Pioda ersucht mich, nebst Grüßen an Dich Verwendung für Franscinis Professur am Polytech. bei Dir eintreten zu lassen. die Sache ist hier etwas ruchtbar geworden, der Gedanke wird aber nicht ungünstig aufgenommen: weniger, weil man von Fransc. als Professor viel erwartet, als weil er eine Art Vertrauensmann für die ital. Schweizer wäre, deren Beaufsichtigung er leiten resp. hinsichtlich welcher er wenigstens den Eltern gegenüber als Leiter erscheinen könnte &. als braver Charakter Vertrauen wirklich einflößen müßte.
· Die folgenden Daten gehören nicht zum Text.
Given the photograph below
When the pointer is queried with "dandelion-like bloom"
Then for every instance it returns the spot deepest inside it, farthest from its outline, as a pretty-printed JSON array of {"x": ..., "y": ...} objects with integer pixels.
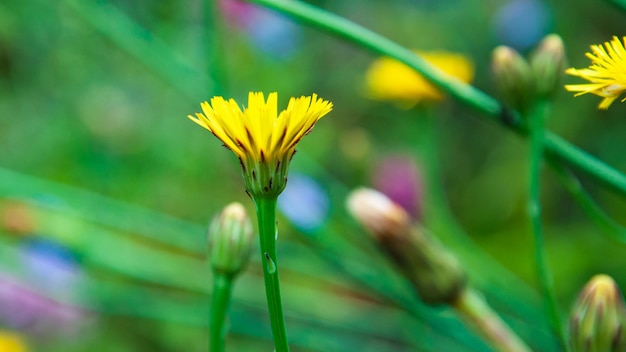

Fr. H. ist gestern glücklich hier angekommen; ich habe ihr mein Logis (an der Junkerngasse) abgetreten &. mich in ein kleines Stübchen im vordern Theile des Hauses zurückgezogen. Wir speisten gestern vergnügt mit einander zu Nacht &. sprachen so zu sagen einzig &. allein – von Dir. An der Post erzählte sie mir schon, wie es sie so sehr gefreut, daß Du | sie an der Post gegrüßt. Zwar sei sie doch etwas in Zweifel, ob Du nicht bloß zufällig da gewesen seiest; denn Du seiest dann gleich in den Wagen nach Zürich. Ich bewies ihr auf diesen Zweifel aus Deinem Briefe das Gegentheil, was ihr sehr wohl that. Sie gestand mir im Verfolge, daß sie etwas für Dich «schwärme» – sage «schwärme»! &. in der That erging sie sich nachher über Deine Liebenswürdigkeit in solcher Extase, daß es aller Freundschaft für Dich meinerseits bedurfte, um den blassen Neid, der sich in mir regen wollte, zu unterdrücken. Ich sagte ihr zum Schlusse, ich werde Dir einiges von dieser Unterredung mittheilen, worauf sie mir mit zartestem Erröthen Diskretion empfahl, indeß doch gestattete, etwas zu erwähnen. Die Gränzen wurden genau festgestellt; aber daß ich sie jetzt so absolut inne gehalten, beschwöre ich nicht. Ich werde Fr. H. um Verzeihung bitten.
Neben der Notiz, die ich von Dir über die Ankunft der Fr. H. erhielt, bekam ich noch eine andere über denselben Gegenstand. Rathe von wem? – Von | Niemand Anderm, als von Herrn H. selbst! &. zwar in einem rosafarbnen Billet, in welchem er mich ersuchte, da er nicht selbst nach Bern kommen könne, Fr. H. unter meinen Schutz zu nehmen. – Die Menschen sind von seltsamer Natur; das Billet des Herrn H. hat mich total entwaffnet.
Wir schließen muthmaßlich Mitwochs; aber unter den gegenwärtigen Umständen muß ich wohl bis Ende der Woche hier bleiben; denn ich kann doch F. H. nicht schutzlos lassen. Jedenfalls aber halte ich bei der Heimkunft in Baden an; wünsche Dir inzwischen recht guten Fortgang Deiner Kur (Du sollest schon jetzt wieder ganz blühend sein nach der Version Deiner Freundin) &. grüße Dich freundlich
Dein
J. Dubs.
Apropos: Du sollest Fr. H. vor meinen kl. Äuglein gewarnt haben!!
Ich werde Dir einst einen Gegendienst erweisen.